1\. What's your requirements for technical co-founder?

Should love front-end technologies and making beautiful interfaces functional.
We're really into this stuff, we're looking for somebody to share our
obsession. Javascript, Typescript and SASS are the main tools they would be
working with.

2\. What is boardme's stack?

Client: HTML, SASS, Typescript, Webpack etc.

Backend: Node, Typescript, Express, Mongo, etc.

Infra and automation: Ubuntu, Docker, Swarm, Jenkins

3\. If i am a customer, why should i choose boardme?

I will not sell you on the value of customer onboarding, because that just
speaks for itself in 2019. If there weren't tremendous value to it, you
wouldn't see every big name in the software industry implementing it. In fact,
the truth is you would have to search really hard to find an example of a
successful application that is not leveraging it.
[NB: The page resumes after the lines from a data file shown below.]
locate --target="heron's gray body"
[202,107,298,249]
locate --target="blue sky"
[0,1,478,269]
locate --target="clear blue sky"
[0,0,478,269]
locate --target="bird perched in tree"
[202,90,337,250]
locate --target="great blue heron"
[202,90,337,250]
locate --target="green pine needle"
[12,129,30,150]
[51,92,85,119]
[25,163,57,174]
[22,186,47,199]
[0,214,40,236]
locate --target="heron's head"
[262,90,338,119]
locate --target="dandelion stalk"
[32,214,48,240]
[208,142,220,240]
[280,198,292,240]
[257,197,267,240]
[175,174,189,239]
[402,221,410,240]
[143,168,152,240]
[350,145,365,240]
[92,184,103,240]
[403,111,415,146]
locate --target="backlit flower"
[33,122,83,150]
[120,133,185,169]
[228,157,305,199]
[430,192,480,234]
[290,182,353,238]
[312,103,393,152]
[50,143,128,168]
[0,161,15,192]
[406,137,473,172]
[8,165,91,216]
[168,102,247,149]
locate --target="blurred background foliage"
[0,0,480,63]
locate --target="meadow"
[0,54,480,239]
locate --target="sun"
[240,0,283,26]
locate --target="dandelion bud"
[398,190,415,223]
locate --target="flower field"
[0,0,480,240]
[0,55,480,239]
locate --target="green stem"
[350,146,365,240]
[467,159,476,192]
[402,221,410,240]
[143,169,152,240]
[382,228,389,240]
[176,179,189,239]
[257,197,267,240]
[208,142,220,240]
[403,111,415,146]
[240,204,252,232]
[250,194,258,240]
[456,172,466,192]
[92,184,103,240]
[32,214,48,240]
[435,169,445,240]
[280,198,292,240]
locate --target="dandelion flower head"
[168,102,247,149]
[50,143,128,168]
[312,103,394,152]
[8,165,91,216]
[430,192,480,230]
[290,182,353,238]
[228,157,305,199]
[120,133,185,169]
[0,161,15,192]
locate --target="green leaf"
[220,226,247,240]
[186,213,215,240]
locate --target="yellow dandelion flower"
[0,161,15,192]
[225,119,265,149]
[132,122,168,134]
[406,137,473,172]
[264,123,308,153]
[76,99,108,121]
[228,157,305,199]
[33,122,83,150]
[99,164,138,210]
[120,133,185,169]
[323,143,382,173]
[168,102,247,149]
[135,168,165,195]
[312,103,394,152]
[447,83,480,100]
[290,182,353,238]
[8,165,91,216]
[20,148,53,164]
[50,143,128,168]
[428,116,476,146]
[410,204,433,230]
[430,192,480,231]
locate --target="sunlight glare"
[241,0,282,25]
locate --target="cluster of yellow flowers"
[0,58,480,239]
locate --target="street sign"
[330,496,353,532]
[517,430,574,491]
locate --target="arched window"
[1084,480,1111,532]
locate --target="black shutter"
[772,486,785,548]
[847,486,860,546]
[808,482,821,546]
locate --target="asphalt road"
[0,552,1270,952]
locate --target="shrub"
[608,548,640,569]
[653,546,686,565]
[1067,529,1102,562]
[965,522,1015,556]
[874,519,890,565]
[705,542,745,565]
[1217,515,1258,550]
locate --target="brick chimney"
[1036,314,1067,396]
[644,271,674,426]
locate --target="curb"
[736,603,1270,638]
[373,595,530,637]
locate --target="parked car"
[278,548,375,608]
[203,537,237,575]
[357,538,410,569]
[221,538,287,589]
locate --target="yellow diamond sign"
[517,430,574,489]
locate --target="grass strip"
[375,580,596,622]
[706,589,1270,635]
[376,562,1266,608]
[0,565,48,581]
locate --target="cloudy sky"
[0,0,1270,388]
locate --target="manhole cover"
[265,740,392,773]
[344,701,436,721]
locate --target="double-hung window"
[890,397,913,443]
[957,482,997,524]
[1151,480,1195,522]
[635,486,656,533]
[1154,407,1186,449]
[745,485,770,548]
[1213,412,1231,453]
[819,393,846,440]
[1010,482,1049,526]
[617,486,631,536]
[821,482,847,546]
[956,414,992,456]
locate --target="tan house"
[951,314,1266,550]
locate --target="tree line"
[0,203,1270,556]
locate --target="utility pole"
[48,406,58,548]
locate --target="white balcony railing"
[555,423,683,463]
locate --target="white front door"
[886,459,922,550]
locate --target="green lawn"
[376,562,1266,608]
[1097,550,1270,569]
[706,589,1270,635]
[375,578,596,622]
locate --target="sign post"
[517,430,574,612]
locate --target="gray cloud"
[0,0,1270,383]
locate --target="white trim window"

It is crucial to the success of your application, but at the same time it is a
feature that the users come across rarely during their lifespan as an active
user. The effort and expense it takes to implement and maintain it remains the
same though. Thousands of dollars or lots of manhours.

So I will instead propose this. Instead of spending a lot of time coding and
debugging your onboarding solution, or spending thousands of dollars to
outsource the development and maintenance, you could use boardme to set up
your onboarding with a few clicks, and for a fraction of the cost.